Nexus solitons in the center vortex picture of QCD

TL;DR

This paper explores nexus solitons in the center vortex model of QCD, identifying two types—quasi-Abelian and non-Abelian—and discusses their potential impact on the understanding of the QCD vacuum and confinement.

Contribution

It introduces and analyzes the concept of nexus solitons in the center vortex picture of QCD, including analytic solutions for quasi-Abelian cases and variational estimates for non-Abelian cases.

Findings

Nexus solitons can be classified into quasi-Abelian and non-Abelian types.

Analytic solutions exist for quasi-Abelian nexus solitons.
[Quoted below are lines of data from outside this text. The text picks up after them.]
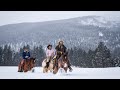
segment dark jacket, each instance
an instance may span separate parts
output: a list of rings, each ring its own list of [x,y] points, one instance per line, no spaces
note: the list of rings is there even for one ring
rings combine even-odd
[[[29,58],[29,57],[30,57],[30,52],[25,52],[25,51],[24,51],[24,52],[22,53],[23,59],[27,59],[26,56],[28,56],[28,58]]]

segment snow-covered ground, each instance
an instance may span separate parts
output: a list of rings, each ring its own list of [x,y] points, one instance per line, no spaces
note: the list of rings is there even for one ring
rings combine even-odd
[[[115,68],[77,68],[67,74],[43,73],[42,67],[35,72],[17,72],[17,67],[0,66],[0,79],[120,79],[120,67]]]

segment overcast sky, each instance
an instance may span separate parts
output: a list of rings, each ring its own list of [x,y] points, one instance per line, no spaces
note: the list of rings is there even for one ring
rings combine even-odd
[[[120,11],[0,11],[0,26],[21,22],[42,22],[80,16],[120,16]]]

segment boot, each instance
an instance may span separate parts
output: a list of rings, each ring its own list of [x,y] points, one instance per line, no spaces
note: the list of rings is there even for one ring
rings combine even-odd
[[[73,69],[72,69],[70,66],[69,66],[68,68],[69,68],[69,72],[72,72],[72,71],[73,71]]]

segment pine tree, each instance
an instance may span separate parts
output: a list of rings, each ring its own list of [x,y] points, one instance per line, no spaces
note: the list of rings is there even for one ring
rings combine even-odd
[[[110,50],[100,42],[95,50],[95,67],[108,67],[112,66]]]

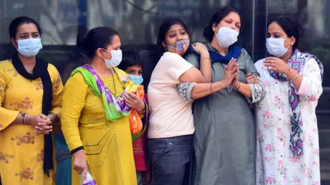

Non-Abelian nexus solitons carry topological charge and may modify the QCD vacuum picture.

Abstract

It is very plausible that confinement in QCD comes from linking of Wilson loops to finite-thickness vortices with magnetic fluxes corresponding to the center of the gauge group. The vortices are solitons of a gauge-invariant QCD action representing the generation of gluon mass. There are a number of other solitonic states of this action. We discuss here what we call nexus solitons, in which for gauge group SU(N), up to N vortices meet a a center, or nexus, provided that the total flux of the vortices adds to zero (mod N). There are fundamentally two kinds of nexuses: Quasi-Abelian, which can be described as composites of Abelian imbedded monopoles, whose Dirac strings are cancelled by the flux condition; and fully non-Abelian, resembling a deformed sphaleron. Analytic solutions are available for the quasi-Abelian case, and we discuss variational estimates of the action of the fully non-Abelian nexus solitons in SU(2). The non-Abelian nexuses carry Chern-Simons number (or topological charge in four dimensions). Their presence does not change the fundamentals of confinement in the center-vortex picture, but they may lead to a modified picture of the QCD vacuum.